The new “World’s Largest Store” now spanned an entire city block from Broadway to Seventh Avenue along 34th Street — a bold architectural and commercial statement.
Driven by the desire to introduce shoppers to the holiday season, Macy’s elected to stage a parade on Thanksgiving morning — though its true aim was less about turkey and gratitude, and more about ushering in the busy Christmas shopping period.
On Thursday, November 27, 1924, the inaugural event kicked off at 145th Street and Convent Avenue, with a police escort setting the scene for a parade route that stretched six miles — a considerable length for participants but shorter for eager spectators who gathered four and five deep along the sidewalks.

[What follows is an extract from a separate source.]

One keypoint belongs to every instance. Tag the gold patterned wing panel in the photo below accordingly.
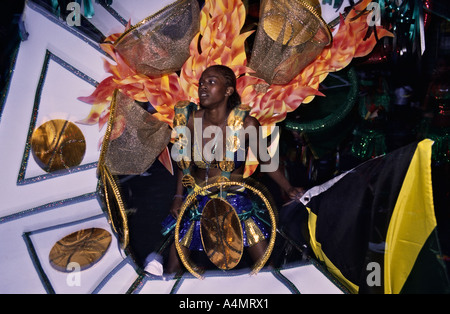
(160, 43)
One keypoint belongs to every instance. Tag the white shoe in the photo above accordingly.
(154, 264)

The spectacle was filled with playful whimsy. In keeping with the store’s holiday window theme of nursery rhymes, floats depicted scenes like “Little Miss Muffet”, “The Old Woman Who Lived in a Shoe”, and “Little Red Riding Hood”. Employees appeared dressed as clowns, cowboys, and sword-wielding knights. A menagerie of live animals borrowed from the Central Park Zoo — elephants, bears, camels, monkeys — lent a circus-like air to the procession, accompanied by four marching bands. At the parade’s climax stood Santa Claus, atop a sleigh on an icy mountain, waving to the crowds and signaling the arrival of the holiday season.
The parade reached its final stretch in front of Macy’s Herald Square store, where some 10,000 spectators cheered as Santa was crowned “King of the Kiddies” and ascended a ladder to take his throne atop the store’s 34th Street marquee. From there, he unveiled the window display “The Fair Frolics of Wondertown,” a fantastical marionette and puppet scene tied to the parade’s theme and produced by artist & puppeteer Tony Sarg.
Although newspaper coverage the next day was modest — just two sentences in the NY Herald — Macy’s themselves announced the parade would return the following Thanksgiving, admitting they “did not dare dream its success would be so great.” The parade’s runaway appeal soon led to the substitution of helium-filled character balloons (beginning with a Felix the Cat in 1927), replacing the live zoo animals that had worn out on the long march.
Over the decades, the route has been shortened to about two and a half miles, yet the parade itself has grown enormously, featuring dozens of giant balloons, marching bands, celebrity appearances, and the ever-present Santa at Herald Square, marking the official start of the Christmas shopping season in New York City.